How did you get interested in the life science industry?
Nearly 20 years ago, I joined Accenture after graduating from Princeton in Mechanical Engineering. I’ve spent the majority of my career working with life sciences and consumer products clients to improve their supply chain capabilities and deliver business transformation programs. It is easy to get motivated by the life sciences industry because at the end of the day the bottom line is helping people live happy, healthy lives. I like knowing my contributions are helping to reach that end.
What is the most fulfilling aspect of helping our life science clients transform their supply chains?
The most fulfilling aspect is working hand in hand with our clients to improve the process of getting the right medicines to the right people at the right time. The traditional supply chain model is evolving and it is exciting to help shape new patient-centric, dynamic and responsive supply chain models. Meeting patient outcomes requires a high level of service, agility and flexibility but must still solve for cost effectiveness, margin retention and growth, and business profitability. It is fulfilling to see this evolution through our client’s businesses every day.
Managing Director and Life Sciences Supply Chain Lead, Accenture
Life Sciences companies seem to face increasing complexity in their supply chains today, what is the reason for that?
All of the industry challenges today have an effect on the supply chain! Pharmaceutical companies have less in the pipeline especially when it comes to blockbuster drugs and the duration of clinical trials has increased dramatically. Medicine is becoming more personalized, and pharmaceutical companies are focusing on the services that accompany the medication. The expansion into emerging markets by both pharmaceutical and device manufacturers with untested strategies, new product mixes and limited market insights can make local market penetration unpredictable and expensive. Both sectors face vacillating fuel and commodity prices that complicate logistics. Mergers, acquisitions and divestitures occur frequently and most of all, patient needs are changing.
Is risk a growing concern?
Regulatory pressures on product safety and integrity are increasing, and the need for brand protection means that serialization capabilities need to be designed into the supply chain effectively.
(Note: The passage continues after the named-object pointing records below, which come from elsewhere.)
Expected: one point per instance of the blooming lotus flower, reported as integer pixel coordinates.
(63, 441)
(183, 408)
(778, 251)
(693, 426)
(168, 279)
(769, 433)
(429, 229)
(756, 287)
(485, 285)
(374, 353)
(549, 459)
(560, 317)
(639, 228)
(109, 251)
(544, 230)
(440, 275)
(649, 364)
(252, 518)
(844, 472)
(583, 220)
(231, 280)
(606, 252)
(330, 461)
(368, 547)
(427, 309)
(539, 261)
Our clients are focused on enhanced product visibility across the end-to-end supply chain, reducing their cost of goods sold and working capital, creating better product revenue streams and product integrity, patient services and ultimately ensuring the safety of all patients.
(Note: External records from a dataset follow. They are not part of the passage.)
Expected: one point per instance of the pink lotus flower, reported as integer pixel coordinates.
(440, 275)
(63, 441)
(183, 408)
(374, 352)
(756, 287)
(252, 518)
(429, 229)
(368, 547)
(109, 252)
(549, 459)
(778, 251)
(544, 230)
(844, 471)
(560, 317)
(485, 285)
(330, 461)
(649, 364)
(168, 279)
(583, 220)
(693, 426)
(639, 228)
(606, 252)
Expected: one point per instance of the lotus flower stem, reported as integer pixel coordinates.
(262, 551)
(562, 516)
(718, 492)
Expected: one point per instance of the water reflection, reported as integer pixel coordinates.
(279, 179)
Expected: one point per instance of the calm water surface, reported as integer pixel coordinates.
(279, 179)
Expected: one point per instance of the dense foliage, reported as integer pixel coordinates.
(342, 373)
How are new technologies and rapid advancements in medical devices affecting the life sciences supply chain?
It goes back to the importance of a patient-centric, dynamic and responsive supply chain. We see the development of a small injection device to deliver insulin for the treatment of diabetes. As the patient’s blood sugar level is monitored and the results are sent to an application in the cloud, the device is able to deliver the correct amount of insulin. This type of technology is introducing new supply chain opportunities.
What do you see as the biggest concern for life sciences companies in terms of managing their supply chain? (Environmental concerns, talent, volatile commodity pricing, legislation, digital adoption, serialization, generics, counterfeiting, customer fragmentation and expectations…?)
I would answer in a different way. It is imperative that supply chain leaders leverage their capabilities to be more agile, responsive and customer-focused. If they incorporate those elements into all aspects of their end-to-end supply chain, they are off to a good start. Finally, finding and keeping supply chain talent has always been an issue and has become exacerbated by the rapid increase in the complexity of today’s supply chains. Nearly every client raises this as an issue.